Last week, TTP was at the DeviceTalks Boston conference, where over 700 MedTech professionals gathered to talk all things MedTech development, regulatory and commercial.
Consolidating such a wide range of topics is always going to be difficult, but some of the key themes from the conference were:
Reducing the patient stay – in and out?
No-one likes spending time in hospitals, including the health insurers who are looking for ways to reduce the length of time patients spend in these settings. A key theme of the conference was the move towards minimising the time patients spend inside the healthcare system – with large MedTech companies, such as Medtronic, doubling down on their offerings for Ambulatory Surgical (outpatient) Centres.
Start-ups such as LungPacer and Liberate Medical are also looking to aid patient weaning from mechanical ventilation systems – reducing time spent in the ICU by up to 3 days. As minimally invasive/robotically-assisted surgery becomes even more prevalent, patient stays for planned procedures are likely to shrink further, opening new capacity within the healthcare system and improving patient outcomes.
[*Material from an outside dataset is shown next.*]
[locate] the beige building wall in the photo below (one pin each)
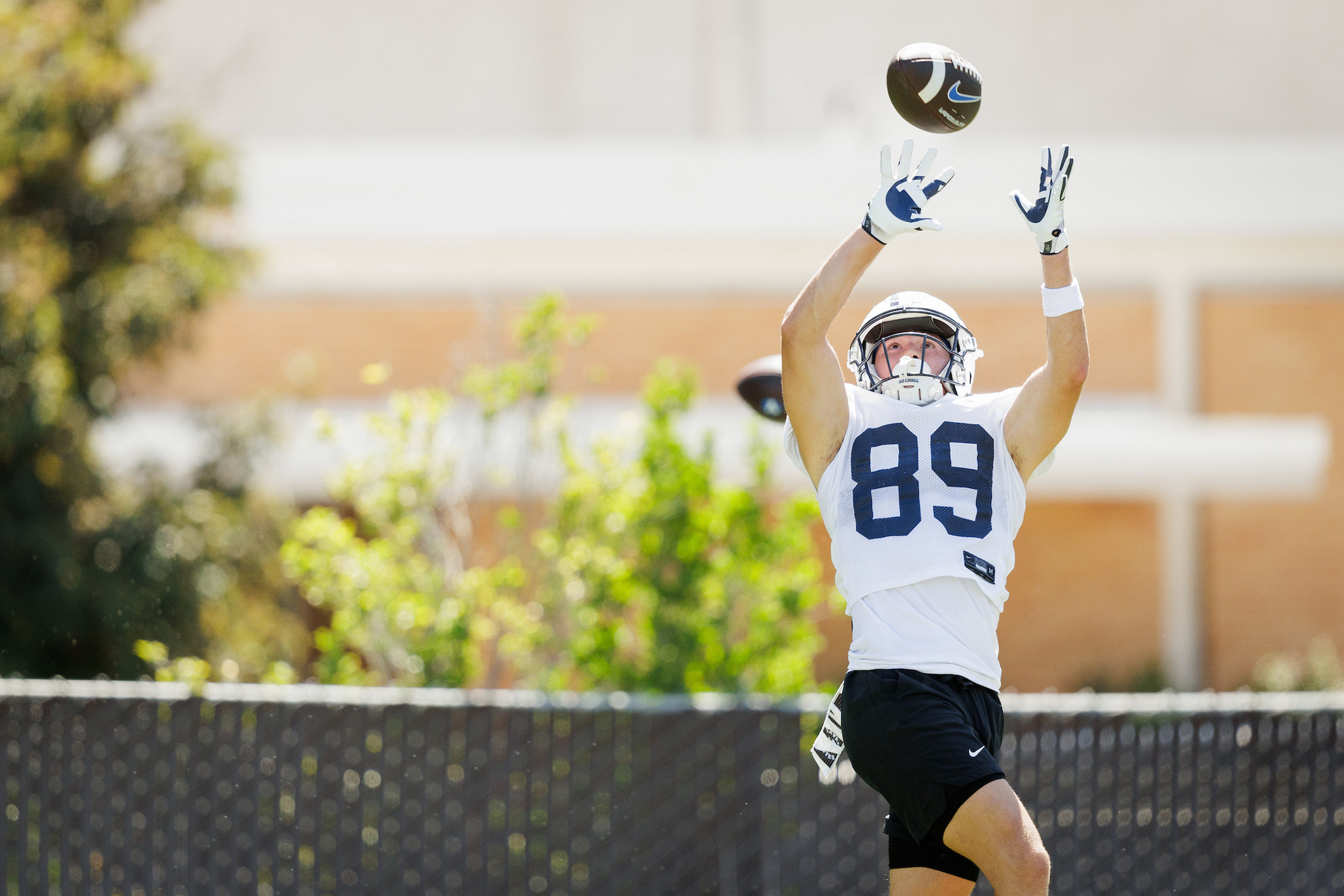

AI in MedTech – where is it going?
After last year’s conference, it felt as though AI was about to revolutionise MedTech - opening new doors to patient-doctor interactions and paving the way for more preventative medicine.
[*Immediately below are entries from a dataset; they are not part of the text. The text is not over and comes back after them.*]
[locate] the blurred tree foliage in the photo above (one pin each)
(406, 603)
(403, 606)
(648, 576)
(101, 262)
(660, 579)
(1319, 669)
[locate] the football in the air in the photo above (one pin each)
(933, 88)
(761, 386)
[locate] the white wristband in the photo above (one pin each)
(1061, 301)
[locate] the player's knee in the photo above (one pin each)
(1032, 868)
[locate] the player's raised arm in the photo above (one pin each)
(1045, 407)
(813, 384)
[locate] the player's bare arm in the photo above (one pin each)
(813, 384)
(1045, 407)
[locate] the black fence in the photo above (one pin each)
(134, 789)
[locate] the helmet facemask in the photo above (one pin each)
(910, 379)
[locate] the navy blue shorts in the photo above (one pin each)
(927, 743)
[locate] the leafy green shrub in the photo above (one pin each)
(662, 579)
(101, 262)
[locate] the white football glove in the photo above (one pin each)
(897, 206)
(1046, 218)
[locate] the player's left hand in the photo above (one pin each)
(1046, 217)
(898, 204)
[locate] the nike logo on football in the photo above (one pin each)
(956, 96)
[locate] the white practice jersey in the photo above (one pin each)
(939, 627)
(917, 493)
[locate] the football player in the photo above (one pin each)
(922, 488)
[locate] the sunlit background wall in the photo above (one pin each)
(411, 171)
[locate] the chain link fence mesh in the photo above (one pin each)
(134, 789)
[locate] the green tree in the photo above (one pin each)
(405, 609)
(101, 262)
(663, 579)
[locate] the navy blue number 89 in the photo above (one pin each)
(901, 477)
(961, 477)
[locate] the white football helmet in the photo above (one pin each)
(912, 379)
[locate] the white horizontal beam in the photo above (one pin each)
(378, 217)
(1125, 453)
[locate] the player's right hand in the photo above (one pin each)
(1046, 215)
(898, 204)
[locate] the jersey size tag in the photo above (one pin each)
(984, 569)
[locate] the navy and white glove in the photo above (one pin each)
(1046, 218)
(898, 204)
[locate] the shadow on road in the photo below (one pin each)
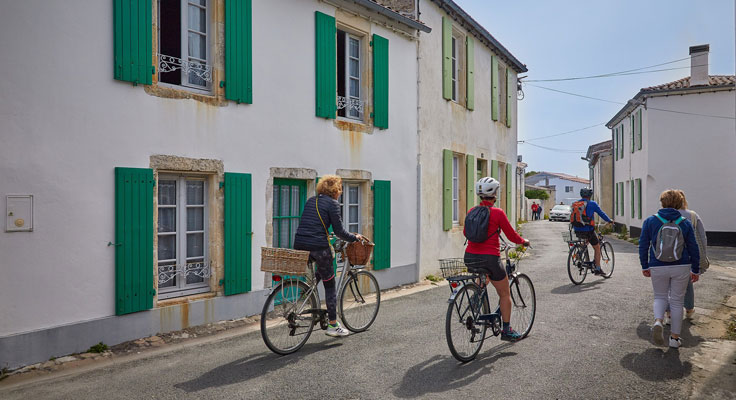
(250, 367)
(443, 373)
(583, 287)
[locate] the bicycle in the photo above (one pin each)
(578, 258)
(468, 313)
(292, 308)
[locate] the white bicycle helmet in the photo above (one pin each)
(487, 187)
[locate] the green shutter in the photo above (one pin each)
(639, 133)
(239, 51)
(470, 181)
(510, 89)
(494, 88)
(133, 240)
(133, 41)
(238, 233)
(446, 58)
(446, 189)
(494, 170)
(638, 184)
(470, 72)
(326, 65)
(380, 82)
(509, 190)
(382, 224)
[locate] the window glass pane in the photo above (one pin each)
(195, 192)
(195, 244)
(197, 19)
(166, 192)
(167, 247)
(167, 219)
(195, 219)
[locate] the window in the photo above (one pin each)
(289, 196)
(183, 259)
(184, 43)
(349, 77)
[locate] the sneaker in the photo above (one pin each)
(510, 335)
(657, 330)
(336, 330)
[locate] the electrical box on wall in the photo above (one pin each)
(19, 213)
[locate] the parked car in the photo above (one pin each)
(560, 213)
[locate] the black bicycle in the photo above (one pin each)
(468, 313)
(578, 258)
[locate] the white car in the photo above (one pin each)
(560, 212)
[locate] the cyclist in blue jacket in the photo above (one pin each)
(588, 231)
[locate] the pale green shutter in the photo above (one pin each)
(133, 41)
(238, 233)
(446, 58)
(380, 82)
(382, 224)
(239, 51)
(470, 68)
(510, 89)
(470, 180)
(326, 65)
(494, 88)
(446, 189)
(133, 240)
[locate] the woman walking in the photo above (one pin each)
(668, 262)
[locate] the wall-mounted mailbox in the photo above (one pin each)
(19, 213)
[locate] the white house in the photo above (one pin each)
(467, 125)
(600, 164)
(678, 135)
(151, 147)
(567, 187)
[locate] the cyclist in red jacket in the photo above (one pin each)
(486, 256)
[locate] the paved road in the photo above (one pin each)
(589, 341)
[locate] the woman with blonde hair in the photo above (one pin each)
(668, 262)
(702, 240)
(320, 213)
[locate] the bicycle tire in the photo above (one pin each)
(280, 321)
(358, 296)
(608, 259)
(523, 304)
(576, 270)
(470, 336)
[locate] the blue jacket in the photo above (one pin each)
(649, 230)
(591, 208)
(310, 235)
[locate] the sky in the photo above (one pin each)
(572, 38)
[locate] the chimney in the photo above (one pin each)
(699, 65)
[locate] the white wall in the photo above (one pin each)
(65, 124)
(449, 125)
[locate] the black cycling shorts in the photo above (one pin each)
(485, 264)
(590, 235)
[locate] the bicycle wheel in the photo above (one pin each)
(607, 259)
(464, 337)
(576, 269)
(523, 304)
(360, 299)
(289, 316)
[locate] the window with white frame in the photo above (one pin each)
(455, 189)
(349, 75)
(184, 53)
(183, 259)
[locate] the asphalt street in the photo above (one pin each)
(588, 341)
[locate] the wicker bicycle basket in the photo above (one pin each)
(284, 261)
(359, 252)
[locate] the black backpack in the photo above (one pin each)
(476, 224)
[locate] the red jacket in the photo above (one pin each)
(497, 220)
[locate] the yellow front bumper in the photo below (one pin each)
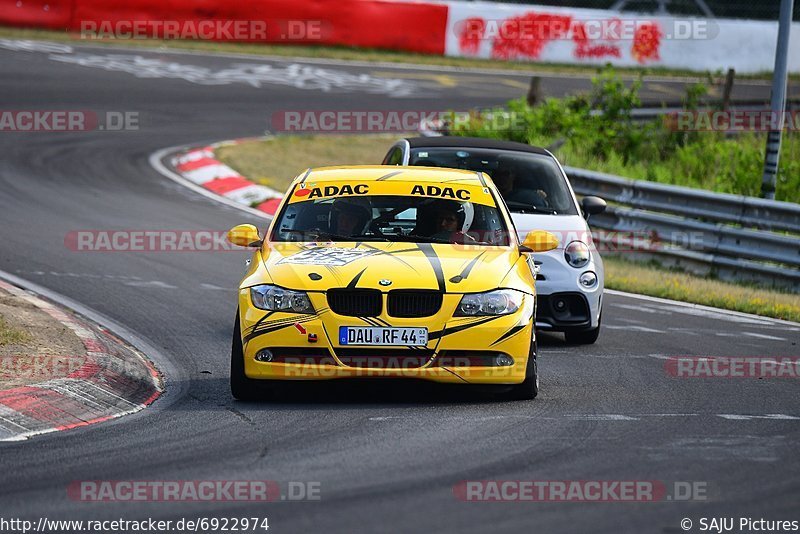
(509, 334)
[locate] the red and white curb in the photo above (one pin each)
(114, 380)
(200, 167)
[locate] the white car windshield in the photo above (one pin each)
(529, 183)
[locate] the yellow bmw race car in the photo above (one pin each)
(385, 271)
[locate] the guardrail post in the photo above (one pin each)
(779, 77)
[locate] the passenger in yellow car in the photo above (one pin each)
(450, 220)
(348, 217)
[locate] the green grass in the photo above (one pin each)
(647, 279)
(355, 54)
(732, 165)
(277, 160)
(10, 335)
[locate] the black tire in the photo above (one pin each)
(529, 388)
(242, 388)
(583, 337)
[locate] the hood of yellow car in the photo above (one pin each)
(388, 265)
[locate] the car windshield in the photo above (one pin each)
(401, 218)
(529, 183)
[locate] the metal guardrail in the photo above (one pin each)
(731, 235)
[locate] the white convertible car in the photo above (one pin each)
(539, 197)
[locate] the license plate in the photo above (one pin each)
(374, 335)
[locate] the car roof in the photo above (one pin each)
(370, 173)
(473, 142)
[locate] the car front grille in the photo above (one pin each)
(355, 302)
(377, 358)
(414, 303)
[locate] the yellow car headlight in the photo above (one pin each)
(497, 302)
(274, 298)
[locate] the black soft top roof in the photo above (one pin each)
(472, 142)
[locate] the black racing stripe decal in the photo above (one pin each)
(460, 328)
(355, 280)
(461, 179)
(382, 322)
(370, 321)
(331, 269)
(427, 249)
(275, 328)
(391, 253)
(260, 320)
(465, 273)
(511, 332)
(387, 176)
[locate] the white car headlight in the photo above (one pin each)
(588, 279)
(577, 254)
(274, 298)
(497, 302)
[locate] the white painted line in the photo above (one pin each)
(684, 306)
(207, 173)
(251, 193)
(155, 162)
(773, 416)
(603, 417)
(535, 69)
(644, 309)
(763, 336)
(194, 155)
(634, 328)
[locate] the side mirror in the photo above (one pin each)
(539, 241)
(244, 235)
(592, 206)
Now, 12 months later, this sentiment has cooled. There is still strong, and well-placed, belief that AI will be pivotal to the processing of the vast reams of data collected by medical devices but there remain questions about how this will be reimbursed, stunting development in this area. The recent appointment of the FDA’s first-ever AI chief suggests that they see AI as a promising new tool – having already approved over 1000 AI-enabled devices - but questions around how this will be funded need to be solved before we see AI really enter the market.
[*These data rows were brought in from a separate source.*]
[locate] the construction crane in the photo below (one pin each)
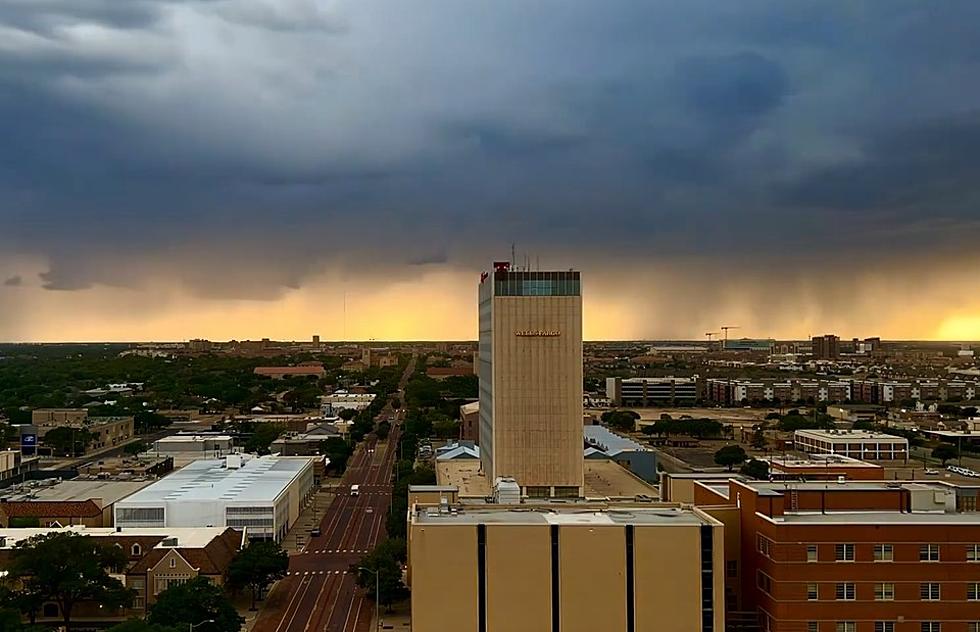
(725, 329)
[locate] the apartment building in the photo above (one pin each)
(573, 568)
(868, 556)
(652, 391)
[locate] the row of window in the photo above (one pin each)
(884, 591)
(881, 552)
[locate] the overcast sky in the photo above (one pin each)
(246, 168)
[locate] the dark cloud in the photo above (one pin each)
(241, 147)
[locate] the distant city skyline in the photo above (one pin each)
(173, 169)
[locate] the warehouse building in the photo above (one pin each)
(264, 494)
(652, 391)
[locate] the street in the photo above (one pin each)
(320, 592)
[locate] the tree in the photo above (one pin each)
(134, 448)
(192, 602)
(66, 441)
(730, 456)
(756, 468)
(622, 420)
(386, 560)
(256, 566)
(68, 568)
(944, 452)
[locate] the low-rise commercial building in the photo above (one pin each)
(859, 444)
(652, 391)
(500, 568)
(263, 494)
(867, 556)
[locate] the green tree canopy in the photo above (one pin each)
(386, 560)
(68, 568)
(730, 456)
(65, 441)
(192, 602)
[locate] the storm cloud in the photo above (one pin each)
(248, 149)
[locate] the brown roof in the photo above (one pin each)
(51, 509)
(289, 370)
(440, 371)
(213, 559)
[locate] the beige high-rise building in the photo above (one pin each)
(530, 368)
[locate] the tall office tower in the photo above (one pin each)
(531, 380)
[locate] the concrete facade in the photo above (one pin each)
(531, 380)
(577, 569)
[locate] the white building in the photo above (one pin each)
(332, 404)
(263, 495)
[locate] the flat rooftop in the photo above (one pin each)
(109, 491)
(191, 537)
(850, 435)
(881, 517)
(602, 479)
(259, 479)
(560, 516)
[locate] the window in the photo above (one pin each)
(811, 552)
(973, 552)
(764, 543)
(884, 553)
(845, 592)
(929, 592)
(929, 553)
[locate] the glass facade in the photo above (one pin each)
(536, 283)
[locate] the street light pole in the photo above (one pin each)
(377, 593)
Neurotechnology – a new frontier?
Neurotechnology seems to be at an inflection point, with new entrepreneurs entering the space at the same time that the enabling technology is shrinking to enable new, more palatable, form-factors. The latest wave of start-ups are avoiding the ‘traditional’ approach of DBS, and are instead exploring targeted stimulation through the blood vessels (Neurobionics, LungPacer), injectable/minimally invasive implants (Juniper Biomedical) or non-invasive stimulation (Liberate Medical, Neurovalens).
All of this is bringing neurological therapies to the market with a lower risk to the patient, opening up new opportunities for therapeutic treatments – and just maybe opening the door to new, better prosthetics (PSYONICS, PhantomNeuro).